I try to run diffusers_training_example.ipynb on a subset of the CELEBA-HQ dataset. Specifically,

config.dataset_name = "huggan/CelebA-faces"
dataset = load_dataset(config.dataset_name, split="train")

dataset.set_transform(transform)

from torch.utils.data import Subset
dataset = Subset(dataset, range(5000))

...

## Then only changing num_processes= 1->4
notebook_launcher(train_loop, args, num_processes=4)

And I got an error saying

RuntimeError: Cannot re-initialize CUDA in forked subprocess. To use CUDA with multiprocessing, you must use the 'spawn' start method.

However with num_processes=1 it is good. I used Lambda Cloud GPU and tried on both 8xA100 and 8xTeslaV100 instances but got the same error. My pytorch version is 1.12. I searched a bit and tried a few methods but they didn’t work. `notebook_launcher` fails with `num_processes>=2` · Issue #182 · huggingface/accelerate · GitHub seems similar. Do you know what is going on and can you give me some pointers? Thank you very much!

By the way, regarding training on multiple GPUs, I searched a bit and it seems lambda cloud gpu can do the job, contingency on this issue being solved.

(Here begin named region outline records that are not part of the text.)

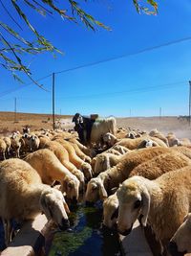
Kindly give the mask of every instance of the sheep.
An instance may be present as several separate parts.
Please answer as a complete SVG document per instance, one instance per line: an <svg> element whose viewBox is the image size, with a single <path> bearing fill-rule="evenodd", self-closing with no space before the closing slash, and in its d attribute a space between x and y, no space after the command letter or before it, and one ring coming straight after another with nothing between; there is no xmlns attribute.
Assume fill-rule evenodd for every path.
<svg viewBox="0 0 191 256"><path fill-rule="evenodd" d="M166 250L168 242L191 210L191 166L166 173L155 180L142 176L126 179L117 191L118 198L117 230L128 235L135 221L142 215L158 241Z"/></svg>
<svg viewBox="0 0 191 256"><path fill-rule="evenodd" d="M6 151L7 151L7 144L2 138L0 138L0 153L2 154L4 160L6 159Z"/></svg>
<svg viewBox="0 0 191 256"><path fill-rule="evenodd" d="M117 165L122 157L122 154L116 155L113 153L102 152L97 154L93 158L94 163L94 174L97 175L98 174L106 171L107 169Z"/></svg>
<svg viewBox="0 0 191 256"><path fill-rule="evenodd" d="M70 142L70 141L69 141ZM70 142L70 144L73 146L73 148L75 151L75 153L77 156L79 156L83 161L87 162L87 163L91 163L92 159L90 156L86 155L80 149L79 147L75 144L75 143L72 143Z"/></svg>
<svg viewBox="0 0 191 256"><path fill-rule="evenodd" d="M157 137L157 138L162 140L167 145L167 147L169 147L167 138L160 131L159 131L157 128L152 129L149 132L149 135L152 137Z"/></svg>
<svg viewBox="0 0 191 256"><path fill-rule="evenodd" d="M178 228L170 240L169 250L172 256L183 256L191 253L191 213L183 219L183 223Z"/></svg>
<svg viewBox="0 0 191 256"><path fill-rule="evenodd" d="M185 155L176 151L169 151L139 164L133 169L129 177L140 175L152 180L164 173L175 171L188 165L191 165L191 160ZM117 221L117 215L115 215L117 211L117 194L110 196L105 201L103 204L105 208L103 208L104 220L106 220L105 225L109 228L113 228ZM115 218L112 218L112 216L115 216Z"/></svg>
<svg viewBox="0 0 191 256"><path fill-rule="evenodd" d="M6 154L7 154L7 158L9 158L11 155L11 141L10 137L3 137L3 140L5 141L6 146L7 146Z"/></svg>
<svg viewBox="0 0 191 256"><path fill-rule="evenodd" d="M40 143L39 143L39 149L43 149L44 146L51 141L51 139L48 136L40 135L38 136Z"/></svg>
<svg viewBox="0 0 191 256"><path fill-rule="evenodd" d="M69 199L78 199L79 180L64 167L50 150L38 150L28 154L24 160L39 174L42 182L53 185L60 181L61 191L66 193Z"/></svg>
<svg viewBox="0 0 191 256"><path fill-rule="evenodd" d="M142 137L135 138L135 139L123 138L121 140L118 140L117 139L116 136L108 132L103 136L103 140L104 142L108 144L109 147L112 147L114 145L120 145L129 150L135 150L138 148L140 149L141 147L145 148L145 145L146 145L145 140L152 142L151 147L160 146L160 147L167 148L166 144L163 141L161 141L160 139L157 137L151 137L151 136L142 136ZM147 147L148 147L148 144L147 144Z"/></svg>
<svg viewBox="0 0 191 256"><path fill-rule="evenodd" d="M23 153L27 153L28 151L30 151L30 137L31 135L29 133L24 133L22 137L20 138L20 142L21 142L20 151Z"/></svg>
<svg viewBox="0 0 191 256"><path fill-rule="evenodd" d="M21 142L21 138L18 134L13 134L11 137L11 149L13 150L13 151L16 154L16 157L20 158L20 149L22 146L22 142Z"/></svg>
<svg viewBox="0 0 191 256"><path fill-rule="evenodd" d="M76 169L76 167L73 163L69 161L69 153L67 150L56 141L49 141L49 143L46 143L44 145L43 149L48 149L56 155L61 164L63 164L63 166L65 166L73 175L74 175L78 178L80 182L80 190L83 190L85 184L84 175L81 171Z"/></svg>
<svg viewBox="0 0 191 256"><path fill-rule="evenodd" d="M110 152L113 154L121 155L121 154L124 154L126 152L130 152L130 151L131 151L131 150L128 150L127 148L125 148L123 146L114 145L112 148L105 151L104 152Z"/></svg>
<svg viewBox="0 0 191 256"><path fill-rule="evenodd" d="M69 153L69 159L70 161L77 168L82 170L84 173L84 175L87 180L90 180L93 176L92 174L92 167L89 163L84 162L81 158L79 158L73 146L70 144L70 142L63 140L62 138L58 137L53 137L53 141L58 142L63 148L65 148Z"/></svg>
<svg viewBox="0 0 191 256"><path fill-rule="evenodd" d="M140 148L141 143L142 147L145 147L145 140L152 141L153 142L152 147L159 146L167 148L166 144L163 141L161 141L157 137L151 137L151 136L142 136L140 138L136 138L136 139L125 138L118 141L116 145L121 145L129 150L135 150Z"/></svg>
<svg viewBox="0 0 191 256"><path fill-rule="evenodd" d="M37 135L32 134L29 141L30 151L37 151L40 145L40 139Z"/></svg>
<svg viewBox="0 0 191 256"><path fill-rule="evenodd" d="M117 194L111 195L103 201L103 224L114 229L117 227L118 199Z"/></svg>
<svg viewBox="0 0 191 256"><path fill-rule="evenodd" d="M76 138L70 138L70 142L74 143L78 146L78 148L86 154L89 155L91 158L96 155L96 152L94 149L87 148L83 144L81 144Z"/></svg>
<svg viewBox="0 0 191 256"><path fill-rule="evenodd" d="M162 147L145 148L125 153L120 162L106 172L100 173L92 178L87 185L85 198L95 202L99 198L107 198L107 191L117 187L120 182L129 176L130 172L138 164L153 157L168 152L170 149Z"/></svg>
<svg viewBox="0 0 191 256"><path fill-rule="evenodd" d="M169 147L180 146L180 141L175 136L173 132L169 132L166 136Z"/></svg>
<svg viewBox="0 0 191 256"><path fill-rule="evenodd" d="M37 172L21 159L0 163L0 217L4 223L33 220L42 211L61 229L69 227L68 206L62 193L42 184ZM10 242L10 224L5 225L6 244Z"/></svg>
<svg viewBox="0 0 191 256"><path fill-rule="evenodd" d="M180 140L180 146L191 147L191 142L187 138L182 138L182 139Z"/></svg>
<svg viewBox="0 0 191 256"><path fill-rule="evenodd" d="M96 155L96 152L94 149L89 149L83 144L81 144L76 138L70 138L70 142L74 143L78 146L78 148L86 154L89 155L91 158Z"/></svg>
<svg viewBox="0 0 191 256"><path fill-rule="evenodd" d="M82 143L99 147L102 144L102 136L106 132L116 134L117 121L114 117L105 119L91 119L76 113L73 122L75 123L74 129L78 132Z"/></svg>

My current knowledge is that Colab Pro and Pro+ provide only 1 GPU although a good GPU. Amazon SageMaker seems pretty complicated, and documentation doesn’t seem sustaining, and the price isn’t competitive than lambda cloud. If you have some tips on where to access multiple GPUs please let me know. Initially I just wanna test water on cloud. Thank you very much.